Teachers across the state are applauding the legislature’s Education Committee today for putting children before politics and moving the SBAC/teacher evaluation debate forward. The Committee voted to send SB 380—the bill that would decouple SBAC scores from teacher evaluations—to the Senate.
CEA President Sheila Cohen said the vote shows that legislators want a greater focus on student learning, not testing, and a better tool to evaluate Connecticut’s teachers.
“We are grateful to the teachers who contacted the members of the Education Committee. We are pleased that many legislators listened to teachers’ concerns and to mounting evidence that using SBAC scores in teacher evaluations is harmful and does not improve student learning. We look forward to continuing the momentum and working with legislators to ensure a teacher evaluation system that is valid, fair, and reliable,” said Cohen.
After a nearly two hour debate, Sen. Gayle Slossberg, Education Committee Co-Chair, was one of the 23 legislators who voted to move the bill forward. She said SBAC is not an accurate or fair measure of teacher performance.
“We need teacher evaluations that are fair, realistic, and rigorous,” she said. “The most important thing is that we want to have a partnership with our teachers. We want to know that our teachers are valued and respected. I don’t believe we get the best teachers in our classrooms—great teachers—unless we have a system and culture of respect that is fair and not a system that is test and punish.”
“This is the first step in a long journey,” said CEA Executive Director Mark Waxenberg. “We still have an uphill battle against corporate reformers opposed to this issue. Our goals will be reached if we keep advocating for our students and our profession and continue reaching out to state legislators, urging them to do what’s in the best interest of our students.”
The Education Committee also approved moving forward on two other important CEA-supported bills. HB 5469 would strengthen student data privacy protections and SB 323 would remove documents from teachers’ files related to an event that was investigated yet found to be unsubstantiated by DCF.

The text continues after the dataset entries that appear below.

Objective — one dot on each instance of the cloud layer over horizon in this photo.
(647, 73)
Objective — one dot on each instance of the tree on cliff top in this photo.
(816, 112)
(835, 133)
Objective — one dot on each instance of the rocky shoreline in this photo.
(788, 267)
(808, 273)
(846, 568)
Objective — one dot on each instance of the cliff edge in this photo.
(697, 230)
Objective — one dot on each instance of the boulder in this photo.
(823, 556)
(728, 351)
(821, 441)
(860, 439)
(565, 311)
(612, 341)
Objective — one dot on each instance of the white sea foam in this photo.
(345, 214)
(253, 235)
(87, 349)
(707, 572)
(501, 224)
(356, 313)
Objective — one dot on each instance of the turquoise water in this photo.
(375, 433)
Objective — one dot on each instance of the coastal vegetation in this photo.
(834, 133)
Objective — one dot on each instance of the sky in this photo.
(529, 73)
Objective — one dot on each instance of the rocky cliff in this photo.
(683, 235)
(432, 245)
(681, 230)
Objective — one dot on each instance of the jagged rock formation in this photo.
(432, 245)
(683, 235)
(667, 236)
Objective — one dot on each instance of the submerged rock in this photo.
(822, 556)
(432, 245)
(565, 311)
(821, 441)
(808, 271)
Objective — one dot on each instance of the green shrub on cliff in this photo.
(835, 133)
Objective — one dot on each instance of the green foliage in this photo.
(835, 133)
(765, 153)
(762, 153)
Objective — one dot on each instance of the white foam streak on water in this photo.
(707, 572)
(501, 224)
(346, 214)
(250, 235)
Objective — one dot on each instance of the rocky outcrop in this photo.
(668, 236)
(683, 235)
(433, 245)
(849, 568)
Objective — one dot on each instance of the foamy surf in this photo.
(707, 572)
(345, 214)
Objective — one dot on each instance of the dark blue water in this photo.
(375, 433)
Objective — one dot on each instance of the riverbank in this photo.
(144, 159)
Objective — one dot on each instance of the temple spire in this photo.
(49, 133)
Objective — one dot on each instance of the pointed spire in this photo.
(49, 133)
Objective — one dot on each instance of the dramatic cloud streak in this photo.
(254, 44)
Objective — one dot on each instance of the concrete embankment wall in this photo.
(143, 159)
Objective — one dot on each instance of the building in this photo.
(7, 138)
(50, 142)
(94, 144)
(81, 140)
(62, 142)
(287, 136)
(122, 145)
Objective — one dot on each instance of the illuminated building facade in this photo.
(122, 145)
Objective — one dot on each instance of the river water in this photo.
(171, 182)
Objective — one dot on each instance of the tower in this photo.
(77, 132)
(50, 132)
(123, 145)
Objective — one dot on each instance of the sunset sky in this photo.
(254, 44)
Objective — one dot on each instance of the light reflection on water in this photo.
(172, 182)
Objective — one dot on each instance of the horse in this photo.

I am all for fair and realistic teacher evaluations, however rigorous needs clarification. Bottom line is most teacher evaluations are subjective based on administrators biases. After much experience in business and working on departmental corporate performance, the process of teacher evaluating has a long way to go, requiring healthy discourse WITH educators in the trenches as well as administrators, NEA, and politicians. Educators are seldom listen to, heard, nor given the deserved respect. Pretty sad commentary for those given the huge responsibility “to teach” and for the majority who accept the task personally, embracing teaching “whole” child.